At ground level, we couldn’t understand why the State Security Council went into extraordinary detail in situation reports that were discussed each morning by senior members of the intelligence community. Incidents under such rubrics as "stone-throwing", "stone throwing with fires", "stone throwing by schoolchildren", "demonstrations with violence", "without violence", "with shots being fired", "with wounded", "without wounded" and so on.

These statistics would be listed in the situation reports and also on the mother of all Lego boards in the situation rooms in the President’s Offices in Pretoria and in Cape Town. Each had a Lego base spread over an entire wall and such incidents were reflected by constructing many columns of different colours. But there was remarkably little analysis of what it all meant, no description of the real grievances, no suggestions for other approaches. Negotiating with the enemy was not on and in fact negotiations themselves were the enemy, the strategy of cowards and defeatists.

At around the same time, the State Security Council even considered building a life-threatening fence around Walvis Bay to assert South Africa's sovereignty in that enclave. To get folks in that frame of mind into the same room as Cubans, Angolans and Soviets was not a doddle. Neil Barnard of the National Intelligence Service was an important player on our side. He provided the team with good intelligence that was less self-serving than reports written by the military staff. More importantly he was a good weathervane of which concessions President Botha would accept.

Keeping tabs on what was happening on the ground was important too. Although Savimbi’s minority party, UNITA, was not at the negotiating table, it had the capacity - with a little help from its South African military friends - to wreck the process by actions on the ground. So it was important to keep him in the loop and before every negotiating round he was informed of what we intended doing and his input was considered. After each round he would again be informed of what had been achieved. Initially that task was entrusted to the military until we discovered that the agreed message was being distorted with a military bias. Subsequently Savimbi was briefed by a joint delegation that included Foreign Affairs and the Intelligence Services.

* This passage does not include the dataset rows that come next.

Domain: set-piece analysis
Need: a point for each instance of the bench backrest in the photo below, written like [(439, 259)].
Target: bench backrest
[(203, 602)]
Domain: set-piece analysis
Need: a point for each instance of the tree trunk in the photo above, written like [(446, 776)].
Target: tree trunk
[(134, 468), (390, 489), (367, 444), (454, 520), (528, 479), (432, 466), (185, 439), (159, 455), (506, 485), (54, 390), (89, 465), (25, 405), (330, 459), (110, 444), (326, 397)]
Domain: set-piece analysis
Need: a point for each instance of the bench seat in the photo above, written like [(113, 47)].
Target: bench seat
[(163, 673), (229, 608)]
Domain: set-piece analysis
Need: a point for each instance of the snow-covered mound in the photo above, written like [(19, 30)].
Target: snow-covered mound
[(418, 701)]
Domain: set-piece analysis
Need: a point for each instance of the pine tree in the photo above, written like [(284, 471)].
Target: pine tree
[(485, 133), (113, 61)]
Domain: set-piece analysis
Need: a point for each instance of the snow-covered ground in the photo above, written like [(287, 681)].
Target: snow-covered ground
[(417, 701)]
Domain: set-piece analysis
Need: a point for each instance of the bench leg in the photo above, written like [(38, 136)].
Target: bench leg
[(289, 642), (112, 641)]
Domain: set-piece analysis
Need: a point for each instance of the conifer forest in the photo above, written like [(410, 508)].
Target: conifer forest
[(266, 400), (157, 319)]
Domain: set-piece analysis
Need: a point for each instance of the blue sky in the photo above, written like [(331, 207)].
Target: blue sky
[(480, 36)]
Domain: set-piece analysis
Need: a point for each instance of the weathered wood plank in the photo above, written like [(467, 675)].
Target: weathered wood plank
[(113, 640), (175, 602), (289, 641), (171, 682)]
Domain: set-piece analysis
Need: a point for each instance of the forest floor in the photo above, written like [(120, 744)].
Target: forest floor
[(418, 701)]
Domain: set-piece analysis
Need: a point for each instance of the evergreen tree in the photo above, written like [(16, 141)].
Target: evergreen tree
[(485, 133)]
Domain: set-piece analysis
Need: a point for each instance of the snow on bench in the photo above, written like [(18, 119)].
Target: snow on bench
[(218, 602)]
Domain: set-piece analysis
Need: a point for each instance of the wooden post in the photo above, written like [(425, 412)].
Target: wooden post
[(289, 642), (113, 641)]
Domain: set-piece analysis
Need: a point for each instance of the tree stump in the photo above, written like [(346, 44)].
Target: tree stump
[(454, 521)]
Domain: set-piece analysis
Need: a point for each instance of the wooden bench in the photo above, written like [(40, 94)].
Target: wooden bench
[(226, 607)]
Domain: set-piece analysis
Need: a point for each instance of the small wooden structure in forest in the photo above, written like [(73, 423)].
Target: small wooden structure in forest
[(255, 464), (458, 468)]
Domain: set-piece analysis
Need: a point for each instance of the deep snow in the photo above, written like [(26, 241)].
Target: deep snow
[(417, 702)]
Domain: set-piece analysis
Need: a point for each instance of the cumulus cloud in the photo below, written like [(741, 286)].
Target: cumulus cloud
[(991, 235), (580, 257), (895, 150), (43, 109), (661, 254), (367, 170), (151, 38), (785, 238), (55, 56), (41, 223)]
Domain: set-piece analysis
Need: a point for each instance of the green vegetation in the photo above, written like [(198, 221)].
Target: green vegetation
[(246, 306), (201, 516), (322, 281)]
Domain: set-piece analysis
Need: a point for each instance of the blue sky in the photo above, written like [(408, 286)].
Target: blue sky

To increase Foreign Affairs influence on Savimbi and to keep an ear to the ground, we had an experienced official, the late John Sunde, open an office in Northern Namibia at Rundu. Initially Minister Pik Botha wanted him to be stationed at Jamba, Savimbi’s stronghold in Angola itself. Thankfully wiser counsel prevailed.

The Administrator General in Namibia, an appointee of the South African President, had to be dragged along kicking and screaming. Early in 1988, when UN supervised elections were just a few months away, I attended a meeting of the Administrator General's Working Group on the elections. He strode into the room with a spring in his step. "I have the winning recipe that will deny Swapo victory" he announced. All it amounted to was a plan to gerrymander Namibia’s towns and country areas into wards and constituencies that made no sense, but would disadvantage SWAPO.  Just as bad was his final farewell to President Nujoma: “Now don’t you mess up this beautiful country!” or words to that effect.

The ruling National Party caucus signed off on negotiations in Namibia on the understanding that it was an off-shore exercise to see whether one could negotiate with “terrorists” without the sky falling on one’s head.  Many of them believed that if the results were not to their liking, the process could be reversed. They had very limited understanding of the dynamics that made independence inevitable. Most of us knew by then that it was just a question of how rough or smooth the transition would be.

A few months after Namibian independence the first formal talks on SA soil between the ANC and the SA governments were held in Somerset West. I was invited to the first meeting on the government side to talk about the logistics of negotiations and never again. I understand that someone advised FW de Klerk that DFA had “given away South West Africa” and should not be allowed to do the same to South Africa. I like to think that the SA Government would not have been so frequently out-maneuvered at Codesa if they had used the technical expertise Foreign Affairs had built up in the Namibia initiative.